Затем было назначено министерство в которое вошли лица, которые по прошедшей своей деятельности не могли встретить в Думе и большинстве общества иного чувства кроме чувства презрительной вражды. Министерство это должно было изобразить скалу. Оно ее изобразило, по крайней мере в смысле свойства скалы — молчать, переносить удары, выказав неспособность отвечать мыслью на мысль.
Наконец, революционная Дума была распущена не во время, вследствие решения ее обратиться к стране по аграрному вопросу, вызванного по меньшей мере неполитичным обращением по тому делу самим министерством. Таким образом, поводом к роспуску Думы правительство почло уместным избрать вопрос (крестьянский), по которому было всего опаснее распускать народное собрание. Кровавые последствия сего действия налицо, и они еще выкажутся более выпукло. Я, в вашем присутствии, в последнем заседании по основным законам, имел честь докладывать его императорскому величеству по поводу мнений, высказанных тогда Горемыкиным по предмету политики правительства относительно будущей Думы по аграрному вопросу (не дозволить говорить о принудительном отчуждении, а если заговорят, то разогнать Думу), что роль правительства в этом деле должна быть выжидательная и примирительная, а не вызывающая.

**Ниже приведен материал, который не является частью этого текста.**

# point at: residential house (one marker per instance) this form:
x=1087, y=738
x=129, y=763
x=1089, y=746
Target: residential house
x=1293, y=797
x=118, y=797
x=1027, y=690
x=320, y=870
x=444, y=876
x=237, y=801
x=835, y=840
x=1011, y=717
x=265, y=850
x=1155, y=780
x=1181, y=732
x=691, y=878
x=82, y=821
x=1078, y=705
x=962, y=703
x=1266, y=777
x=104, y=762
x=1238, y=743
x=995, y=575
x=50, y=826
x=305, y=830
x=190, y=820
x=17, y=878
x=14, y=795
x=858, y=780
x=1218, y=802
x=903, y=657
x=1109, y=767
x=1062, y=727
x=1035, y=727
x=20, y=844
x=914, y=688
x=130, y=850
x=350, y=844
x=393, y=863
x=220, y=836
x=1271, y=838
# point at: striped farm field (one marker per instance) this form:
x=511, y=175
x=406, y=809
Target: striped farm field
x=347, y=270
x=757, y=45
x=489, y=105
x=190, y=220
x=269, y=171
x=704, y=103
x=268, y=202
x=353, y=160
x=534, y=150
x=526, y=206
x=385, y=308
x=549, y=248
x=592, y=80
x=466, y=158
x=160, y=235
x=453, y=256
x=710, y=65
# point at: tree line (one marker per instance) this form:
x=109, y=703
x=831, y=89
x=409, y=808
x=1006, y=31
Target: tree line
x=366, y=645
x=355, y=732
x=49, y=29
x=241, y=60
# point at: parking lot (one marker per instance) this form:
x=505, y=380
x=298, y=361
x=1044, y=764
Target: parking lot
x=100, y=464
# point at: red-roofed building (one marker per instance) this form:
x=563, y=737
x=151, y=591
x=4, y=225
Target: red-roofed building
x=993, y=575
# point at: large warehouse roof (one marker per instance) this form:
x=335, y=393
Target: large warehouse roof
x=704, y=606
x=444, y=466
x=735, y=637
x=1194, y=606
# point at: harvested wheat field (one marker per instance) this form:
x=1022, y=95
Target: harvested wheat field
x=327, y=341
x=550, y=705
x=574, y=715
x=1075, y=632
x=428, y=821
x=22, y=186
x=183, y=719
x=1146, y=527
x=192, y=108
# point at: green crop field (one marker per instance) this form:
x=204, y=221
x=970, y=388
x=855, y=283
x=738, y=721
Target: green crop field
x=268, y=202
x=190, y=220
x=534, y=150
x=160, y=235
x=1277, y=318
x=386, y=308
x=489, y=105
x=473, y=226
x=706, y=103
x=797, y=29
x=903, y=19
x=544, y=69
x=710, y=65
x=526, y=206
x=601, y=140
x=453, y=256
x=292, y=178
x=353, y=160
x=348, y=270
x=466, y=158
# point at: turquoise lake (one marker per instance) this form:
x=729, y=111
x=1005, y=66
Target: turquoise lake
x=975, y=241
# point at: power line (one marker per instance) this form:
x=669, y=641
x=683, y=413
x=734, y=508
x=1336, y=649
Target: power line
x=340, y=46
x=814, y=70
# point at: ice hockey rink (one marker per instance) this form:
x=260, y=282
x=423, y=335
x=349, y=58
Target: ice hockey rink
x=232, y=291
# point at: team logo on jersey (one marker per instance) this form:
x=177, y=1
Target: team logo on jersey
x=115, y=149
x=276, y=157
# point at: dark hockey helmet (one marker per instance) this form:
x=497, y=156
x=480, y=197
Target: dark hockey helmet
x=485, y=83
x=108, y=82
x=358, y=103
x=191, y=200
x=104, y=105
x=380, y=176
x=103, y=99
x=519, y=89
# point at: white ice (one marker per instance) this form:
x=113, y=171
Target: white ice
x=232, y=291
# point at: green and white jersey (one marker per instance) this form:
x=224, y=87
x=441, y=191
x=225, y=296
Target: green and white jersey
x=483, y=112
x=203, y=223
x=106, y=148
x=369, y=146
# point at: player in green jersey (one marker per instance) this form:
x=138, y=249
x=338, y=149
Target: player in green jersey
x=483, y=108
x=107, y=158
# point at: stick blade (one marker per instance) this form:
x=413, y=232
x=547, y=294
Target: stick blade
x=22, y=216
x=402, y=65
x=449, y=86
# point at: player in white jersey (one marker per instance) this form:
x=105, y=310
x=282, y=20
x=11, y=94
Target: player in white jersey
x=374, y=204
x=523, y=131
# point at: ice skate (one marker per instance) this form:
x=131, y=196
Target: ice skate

Ужасно жалко, что правительство дало совершенно явные поводы внушить крестьянству, что правительство государя императора, если не против, то во всяком случае не за него. Решение по удельным землям скорее подольет в огонь масло, чем воду. Распустив так неудачно Государственную думу, Горемыкин и некоторые части министерской скалы испарились. Остался, насколько мне известно, честный и решительный человек Столыпин, который сел верхом на манифест 17 октября, мой всеподданнейший, высочайше одобренный доклад, его сопровождающий, а равно на целый ряд законов, изданных в мое министерство, и покуда на сем коне гарцует, благо министерство еще не стиснуто денежными нуждами благодаря колоссальнейшему займу, который мне удалось сделать перед самым моим уходом. Дай бог ему полного успеха, но как бы этот конь без надлежащего ухода скоро не сел на ноги. Как только я оставил пост председателя Совета министров, официальное отношение ко мне резко изменилось. Министерская газета “Россия”, заменившая официальное “Русское государство” (чистоплотный... господин Сыромятников вместо нечистоплотного Гурьева) в наивно ребяческом предположении министров, что весь мир на другой же день не будет знать, что в сущности это также официальная газета министерства, сейчас же, не без благословения подлежащих министров, начала меня всячески инсинуировать. Члены кабинета, не имея мужества назвать себя по имени,
начали излагать анонимно (один из членов кабинета) иностранным корреспондентам свои политические “credo”, причем всякий раз не упускали случая направить на меня стрелы, но, к моему благополучию, пропитанные не ядом отсутствующего мышления, а лишь детскою слюною. Честный Столыпин и генерал Трепов сочли также нужным объявить заграничным корреспондентам, что мои действия были ошибочны. Иностранные корреспонденты все это печатали, зная слабость читателей ко всему пикантно-комическому. На днях публицист Столыпин, неоднократно объявлявший, что он брат премьера и находится с ним в добрых братских отношениях, снисходительно отнесясь к моим талантам (подумаешь, какая честь), объявил, что ему достоверно известно, что я содействовал распространению легенды о влиянии Трепова. Это уже более серьезно, и пусть сие сообщение остается на совести автора и тех, которые инспирировали пьяненького газетчика Столыпина.Наконец, сегодня опубликована почти во всех газетах телеграмма императору Вильгельму монархических партий “истинно русских людей” (в простонародии черносотенцев), которые, по крайней мере в мое время, пользовались особым благоволением некоторых правительственных сфер, приписывающая мне все беды России и объявляющая меня чуть ли не еврейским владыкою. Одновременно мне передавали, что ближайшие члены семьи и его императорского величества изволят также меня обвинять во всем ныне происходящем в нашем отечестве. Вам, как истинно благородному свидетелю событий 17 октября, моего отношения к манифесту и затем сочлену моего министерства, известно, насколько это верно.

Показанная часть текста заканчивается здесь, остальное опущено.